HONG KONG – Badan legislatif tertinggi China telah dilakukan menyetujui proposal untuk meninggal usia pensiun . Seperti dilaporkan oleh kantor berita Xinhua, ada upaya mempercepat perombakan Undang-undang (UU) berusia puluhan tahun untuk mengatasi tekanan sektor ekonomi dari tenaga kerja yang tersebut menyusut.
Usia pensiun China pada waktu ini termasuk yang dimaksud terendah secara global. Reformasi dinilai sangat mendesak, dengan harapan hidup pada China telah terjadi meningkat menjadi 78 tahun pada tahun 2021 dari sekitar 44 tahun pada tahun 1960 kemudian diproyeksikan melebihi 80 tahun pada tahun 2050.
Pada ketika yang digunakan sama, populasi pekerja dibutuhkan. Usia pensiun akan dinaikkan untuk pria menjadi 63 tahun dari 60 tahun, sedangkan untuk wanita akan dinaikkan menjadi 58 tahun dari 55 tahun. Untuk wanita pada pekerjaan kerah biru akan ditingkatkan menjadi 55 dari 50 tahun sebelumnya.
Perubahan yang dimaksud akan mulai berlaku pada 1 Januari 2025 lalu diterapkan selama periode 15 tahun. Membuat orang bekerja lebih besar lama, akan menghurangi tekanan pada anggaran pensiun dengan banyak provinsi China yang dimaksud sudah ada terhuyung-huyung akibat defisit yang mana membesar.
Tetapi menunda pembayaran pensiun dan juga mengharuskan pekerja yang dimaksud lebih besar tua untuk tetap saja bekerja lebih lanjut lama, kemungkinan besar tak disambut baik oleh dia semua. Banyak ribu orang turun ke media sosial pasca Xinhua melaporkan bahwa anggota parlemen China mengeksplorasi topik yang disebutkan pada 10 September, dengan sejumlah yang tersebut menyatakan keprihatinan akan ada lebih lanjut berbagai pencari kerja ketika lowongan yang digunakan ada justru menyusut.
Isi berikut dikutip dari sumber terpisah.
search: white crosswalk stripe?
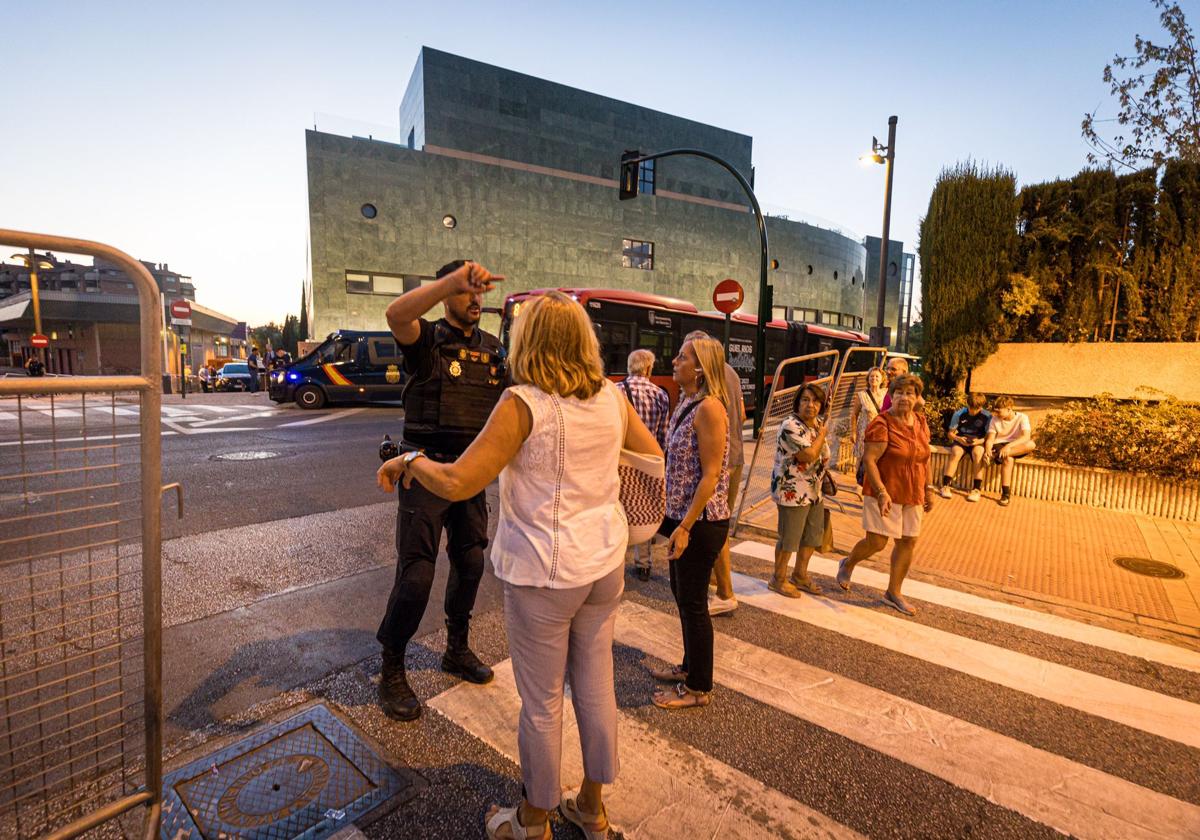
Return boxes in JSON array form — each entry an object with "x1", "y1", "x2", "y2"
[{"x1": 427, "y1": 550, "x2": 1200, "y2": 840}]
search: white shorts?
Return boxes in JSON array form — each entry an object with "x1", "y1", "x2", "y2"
[{"x1": 862, "y1": 496, "x2": 923, "y2": 539}]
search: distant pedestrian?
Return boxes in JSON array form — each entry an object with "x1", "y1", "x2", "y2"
[
  {"x1": 380, "y1": 290, "x2": 661, "y2": 840},
  {"x1": 24, "y1": 355, "x2": 45, "y2": 377},
  {"x1": 769, "y1": 383, "x2": 831, "y2": 598},
  {"x1": 940, "y1": 393, "x2": 991, "y2": 501},
  {"x1": 198, "y1": 364, "x2": 211, "y2": 393},
  {"x1": 620, "y1": 348, "x2": 669, "y2": 581},
  {"x1": 850, "y1": 367, "x2": 887, "y2": 484},
  {"x1": 983, "y1": 395, "x2": 1036, "y2": 507},
  {"x1": 651, "y1": 334, "x2": 730, "y2": 709},
  {"x1": 246, "y1": 348, "x2": 260, "y2": 393},
  {"x1": 837, "y1": 373, "x2": 934, "y2": 616}
]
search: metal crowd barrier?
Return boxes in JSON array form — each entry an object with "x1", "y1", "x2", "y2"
[{"x1": 0, "y1": 231, "x2": 163, "y2": 839}]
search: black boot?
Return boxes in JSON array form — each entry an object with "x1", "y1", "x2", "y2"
[
  {"x1": 441, "y1": 621, "x2": 494, "y2": 684},
  {"x1": 379, "y1": 648, "x2": 421, "y2": 721}
]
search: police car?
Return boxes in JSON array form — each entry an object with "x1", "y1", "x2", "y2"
[{"x1": 269, "y1": 331, "x2": 407, "y2": 409}]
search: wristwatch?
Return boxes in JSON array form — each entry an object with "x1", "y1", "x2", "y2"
[{"x1": 401, "y1": 450, "x2": 426, "y2": 468}]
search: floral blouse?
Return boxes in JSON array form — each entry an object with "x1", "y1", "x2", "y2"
[
  {"x1": 664, "y1": 394, "x2": 731, "y2": 521},
  {"x1": 771, "y1": 414, "x2": 830, "y2": 507}
]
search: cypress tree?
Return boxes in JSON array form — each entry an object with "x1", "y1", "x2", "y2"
[
  {"x1": 298, "y1": 281, "x2": 309, "y2": 341},
  {"x1": 919, "y1": 162, "x2": 1017, "y2": 393}
]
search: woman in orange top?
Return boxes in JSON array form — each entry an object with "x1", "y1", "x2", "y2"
[{"x1": 836, "y1": 374, "x2": 934, "y2": 615}]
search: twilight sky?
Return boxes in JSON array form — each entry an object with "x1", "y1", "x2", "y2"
[{"x1": 1, "y1": 0, "x2": 1172, "y2": 325}]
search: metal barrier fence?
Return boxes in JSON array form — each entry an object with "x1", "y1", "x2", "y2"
[
  {"x1": 827, "y1": 346, "x2": 888, "y2": 475},
  {"x1": 0, "y1": 231, "x2": 163, "y2": 840},
  {"x1": 732, "y1": 351, "x2": 839, "y2": 537}
]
“Dengan meninggal usia pensiun, pemerintah dapat meningkatkan tingkat partisipasi angkatan kerja, membantu mengempiskan efek buruk dari penuaan populasi,” kata Xiujian Peng, peneliti senior di area Pusat Studi Kebijakan di dalam Universitas Victoria pada Australia.
“Pemerintah harus mengambil tindakan. Jika populasi terus menurun, penyusutan angkatan kerja akan semakin cepat, selanjutnya sanggup berdampak negatif pada perkembangan ekonomi,” jelasnya.
Xing Zhaopeng, ahli strategi senior China ANZ mengatakan, langkah ini akan miliki sedikit dampak jangka pendek, akan tetapi membantu mempertahankan perkembangan produktivitas yang dimaksud stabil pada jangka panjang.
Masalah Pensiun
Menteri Sumber Daya Orang serta Garansi Sosial, Wang Xiaoping mengatakan, pada hari hari terakhir pekan bahwa kenaikan usia pensiun akan dijalankan secara bertahap. Penyesuaian akan datang dimulai pada tahun depan, akan tetapi membutuhkan waktu 15 tahun untuk dilaksanakan sepenuhnya.